When you select a custom theme, its assets are loaded dynamically at runtime. Nothing gets permanently copied into your files. Switch to a different theme and the old one swaps out cleanly. This means you can experiment freely without worrying about leftover files cluttering your setup.

Clearing

The Clear Assets action at the bottom of the Theme Picker lets you selectively wipe components. You’ll see toggles for each category (colors, sounds, smart folders, icon overlays, wallpapers, music) so you can clear just the ones you want without touching the rest.

Exporting Your Setup

Happy with how Cocoon looks and sounds? You can export your current customization as a shareable theme folder. The export grabs your wallpapers, sounds, music, colors, theme mode, volume settings, and other assets and bundles them into a theme.json + folder structure that someone else can drop into their themes/ directory.

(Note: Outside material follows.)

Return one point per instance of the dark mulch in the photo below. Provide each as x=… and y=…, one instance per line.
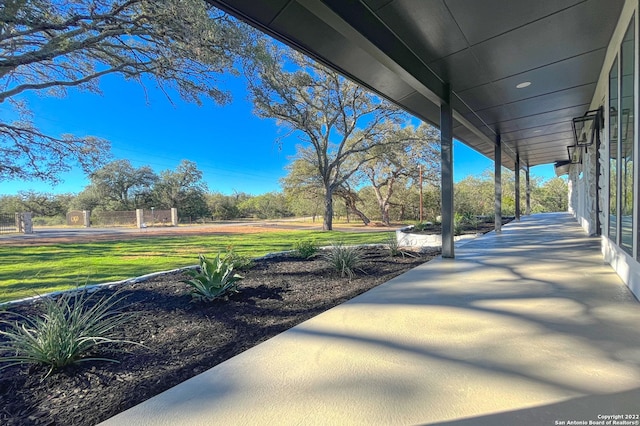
x=185, y=338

The exporter pulls from your setup in this order:

  1. User custom preferences — things you’ve set manually (like a custom sound file for a specific slot)
  2. User root directory files — files in your sounds/, icon_overlays/, music/ folders
  3. Active theme fallback — whatever the active composite theme provides for anything you haven’t overridden

Creating Themes

The recommended way to create themes is with the Theme Builder, a web app with a live dual-screen preview. See the Theme Builder wiki page for a full walkthrough.

If you prefer editing files by hand, the Theme JSON Reference documents every field in theme.json and the full folder structure.

Asset Precedence

When Cocoon needs a sound, icon overlay, or other asset, it checks in this order:

  1. User custom asset — set manually via settings (e.g. a custom sound file you picked in Sound Settings)
  2. Active theme or asset pack — from the currently applied composite theme
  3. Built-in default — bundled with the app

Good to Know

  • Restart Cocoon after adding a new theme folder so it gets detected.
  • A preview.png in the theme folder shows up as its thumbnail in the picker.
  • If a wallpaper causes crashes, Cocoon automatically resets wallpapers after 3 rapid crashes. You won’t get stuck.
  • All color scheme fields are optional. Only include the ones you want to change; everything else keeps the user’s existing value.
  • Themes are forward-compatible. Unknown fields are ignored, so older themes still work after app updates.